Simple learning rules to cope with changing environments
R. Groß, A. I. Houston, E. J. Collins, J. M. McNamara, F.-X. Dechaume-Moncharmont and N. R. Franks
We consider an agent that must choose repeatedly among several actions. Each action has a
certain probability of giving the agent an energy reward, and costs may be associated with
switching between actions. The agent does not know which action has the highest reward
probability, and the probabilities change randomly over time. We study two learning rules
that have been widely used to model decision-making processes in animals—one
deterministic and the other stochastic. In particular, we examine the influence of the rules’
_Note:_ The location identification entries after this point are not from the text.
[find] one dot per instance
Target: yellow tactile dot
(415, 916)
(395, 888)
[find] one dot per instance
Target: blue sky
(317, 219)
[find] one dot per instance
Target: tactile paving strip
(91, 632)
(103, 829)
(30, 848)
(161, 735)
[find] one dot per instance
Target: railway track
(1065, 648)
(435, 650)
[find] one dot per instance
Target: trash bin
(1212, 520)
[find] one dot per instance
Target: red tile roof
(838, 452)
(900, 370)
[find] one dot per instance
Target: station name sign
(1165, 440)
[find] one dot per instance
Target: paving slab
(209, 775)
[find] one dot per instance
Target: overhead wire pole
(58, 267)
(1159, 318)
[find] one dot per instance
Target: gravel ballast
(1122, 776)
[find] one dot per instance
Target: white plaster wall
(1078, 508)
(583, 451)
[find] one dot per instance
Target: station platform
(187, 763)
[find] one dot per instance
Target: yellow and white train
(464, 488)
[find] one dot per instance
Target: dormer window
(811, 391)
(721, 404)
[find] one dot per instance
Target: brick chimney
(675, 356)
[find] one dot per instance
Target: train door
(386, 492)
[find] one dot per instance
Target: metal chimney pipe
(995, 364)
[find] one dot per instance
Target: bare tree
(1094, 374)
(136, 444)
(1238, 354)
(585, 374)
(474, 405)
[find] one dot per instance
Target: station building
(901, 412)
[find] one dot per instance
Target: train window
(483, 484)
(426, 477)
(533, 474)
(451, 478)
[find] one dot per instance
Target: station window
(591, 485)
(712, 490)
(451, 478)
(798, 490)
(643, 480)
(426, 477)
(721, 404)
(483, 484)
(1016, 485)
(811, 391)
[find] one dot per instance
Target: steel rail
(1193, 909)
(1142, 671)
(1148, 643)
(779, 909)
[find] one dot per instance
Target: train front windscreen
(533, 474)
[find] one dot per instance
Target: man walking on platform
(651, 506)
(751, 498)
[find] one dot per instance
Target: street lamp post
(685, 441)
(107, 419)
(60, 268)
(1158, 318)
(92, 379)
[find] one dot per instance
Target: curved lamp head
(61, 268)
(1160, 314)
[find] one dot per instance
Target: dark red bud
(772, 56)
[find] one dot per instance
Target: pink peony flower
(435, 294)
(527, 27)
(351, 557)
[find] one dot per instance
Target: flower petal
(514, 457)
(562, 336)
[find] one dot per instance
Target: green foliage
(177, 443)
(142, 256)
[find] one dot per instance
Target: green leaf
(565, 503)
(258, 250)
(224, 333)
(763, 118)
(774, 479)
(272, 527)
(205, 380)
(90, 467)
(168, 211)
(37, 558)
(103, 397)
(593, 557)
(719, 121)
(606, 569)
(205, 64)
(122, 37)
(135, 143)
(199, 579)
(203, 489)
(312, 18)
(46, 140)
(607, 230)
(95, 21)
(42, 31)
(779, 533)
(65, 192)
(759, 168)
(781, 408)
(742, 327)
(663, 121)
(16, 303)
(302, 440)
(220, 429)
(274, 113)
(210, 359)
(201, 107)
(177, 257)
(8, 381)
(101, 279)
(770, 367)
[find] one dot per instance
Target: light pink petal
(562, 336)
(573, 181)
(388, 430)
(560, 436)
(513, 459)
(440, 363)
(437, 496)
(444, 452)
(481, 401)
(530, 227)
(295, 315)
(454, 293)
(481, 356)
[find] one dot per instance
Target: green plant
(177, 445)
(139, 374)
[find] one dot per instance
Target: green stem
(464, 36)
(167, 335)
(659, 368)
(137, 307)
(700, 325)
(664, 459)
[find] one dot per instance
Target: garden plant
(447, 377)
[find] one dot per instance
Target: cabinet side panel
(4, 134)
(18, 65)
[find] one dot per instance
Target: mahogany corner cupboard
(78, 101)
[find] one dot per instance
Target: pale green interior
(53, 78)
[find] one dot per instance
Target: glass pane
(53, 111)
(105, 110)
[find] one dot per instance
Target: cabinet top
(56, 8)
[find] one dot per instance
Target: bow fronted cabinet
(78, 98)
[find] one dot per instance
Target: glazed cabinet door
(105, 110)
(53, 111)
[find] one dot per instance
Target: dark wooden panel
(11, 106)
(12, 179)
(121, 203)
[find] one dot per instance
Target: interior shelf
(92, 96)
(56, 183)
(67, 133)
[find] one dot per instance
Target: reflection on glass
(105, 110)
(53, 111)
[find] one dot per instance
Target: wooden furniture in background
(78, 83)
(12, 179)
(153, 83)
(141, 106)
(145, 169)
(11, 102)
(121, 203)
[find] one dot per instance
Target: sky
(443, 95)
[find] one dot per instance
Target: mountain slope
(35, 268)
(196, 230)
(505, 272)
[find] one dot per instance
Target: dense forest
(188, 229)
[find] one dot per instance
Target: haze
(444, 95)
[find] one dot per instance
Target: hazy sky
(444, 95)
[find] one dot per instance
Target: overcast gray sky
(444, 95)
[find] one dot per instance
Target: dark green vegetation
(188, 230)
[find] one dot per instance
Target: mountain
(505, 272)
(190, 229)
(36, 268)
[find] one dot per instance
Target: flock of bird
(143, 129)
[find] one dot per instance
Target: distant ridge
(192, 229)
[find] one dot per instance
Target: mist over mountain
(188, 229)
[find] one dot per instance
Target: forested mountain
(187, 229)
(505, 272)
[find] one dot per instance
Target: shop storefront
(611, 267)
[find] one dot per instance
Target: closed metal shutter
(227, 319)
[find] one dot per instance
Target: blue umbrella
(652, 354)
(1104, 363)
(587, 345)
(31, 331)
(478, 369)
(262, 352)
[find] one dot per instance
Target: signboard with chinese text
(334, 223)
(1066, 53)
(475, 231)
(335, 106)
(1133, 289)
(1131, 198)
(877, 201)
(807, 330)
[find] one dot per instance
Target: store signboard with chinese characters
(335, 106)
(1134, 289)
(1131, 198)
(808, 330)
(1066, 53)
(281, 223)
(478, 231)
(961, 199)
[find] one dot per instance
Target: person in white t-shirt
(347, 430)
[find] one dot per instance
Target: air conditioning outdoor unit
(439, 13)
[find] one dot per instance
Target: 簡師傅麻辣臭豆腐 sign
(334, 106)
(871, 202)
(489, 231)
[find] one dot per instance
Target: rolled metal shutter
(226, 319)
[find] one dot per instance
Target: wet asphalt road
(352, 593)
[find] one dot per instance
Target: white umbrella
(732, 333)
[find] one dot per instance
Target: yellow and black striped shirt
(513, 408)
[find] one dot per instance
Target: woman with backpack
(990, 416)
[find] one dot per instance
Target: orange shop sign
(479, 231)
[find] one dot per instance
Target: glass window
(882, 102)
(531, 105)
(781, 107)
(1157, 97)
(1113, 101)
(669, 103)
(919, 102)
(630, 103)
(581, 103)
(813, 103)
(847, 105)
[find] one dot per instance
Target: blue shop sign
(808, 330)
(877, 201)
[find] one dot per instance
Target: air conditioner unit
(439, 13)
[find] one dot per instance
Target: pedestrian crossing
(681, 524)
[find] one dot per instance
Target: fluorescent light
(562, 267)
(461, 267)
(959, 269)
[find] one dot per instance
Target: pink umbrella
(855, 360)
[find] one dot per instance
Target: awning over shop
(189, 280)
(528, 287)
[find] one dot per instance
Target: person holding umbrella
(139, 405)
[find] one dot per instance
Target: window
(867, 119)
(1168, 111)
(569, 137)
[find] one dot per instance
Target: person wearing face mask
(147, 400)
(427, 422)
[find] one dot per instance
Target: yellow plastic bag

‘learning rate’ on the agent’s energy gain. We compare the performance of each rule with the
best performance attainable when the agent has either full knowledge or no knowledge of the
environment. Over relatively short periods of time, both rules are successful in enabling
agents to exploit their environment. Moreover, under a range of effective learning rates, both
rules are equivalent, and can be expressed by a third rule that requires the agent to select the
action for which the current run of unsuccessful trials is shortest. However, the performance
of both rules is relatively poor over longer periods of time, and under most circumstances no
better than the performance an agent could achieve without knowledge of the environment.
We propose a simple extension to the original rules that enables agents to learn about and
effectively exploit a changing environment for an unlimited period of time.
Keywords:
decision making; learning rules; dynamic environments; multi-armed bandit.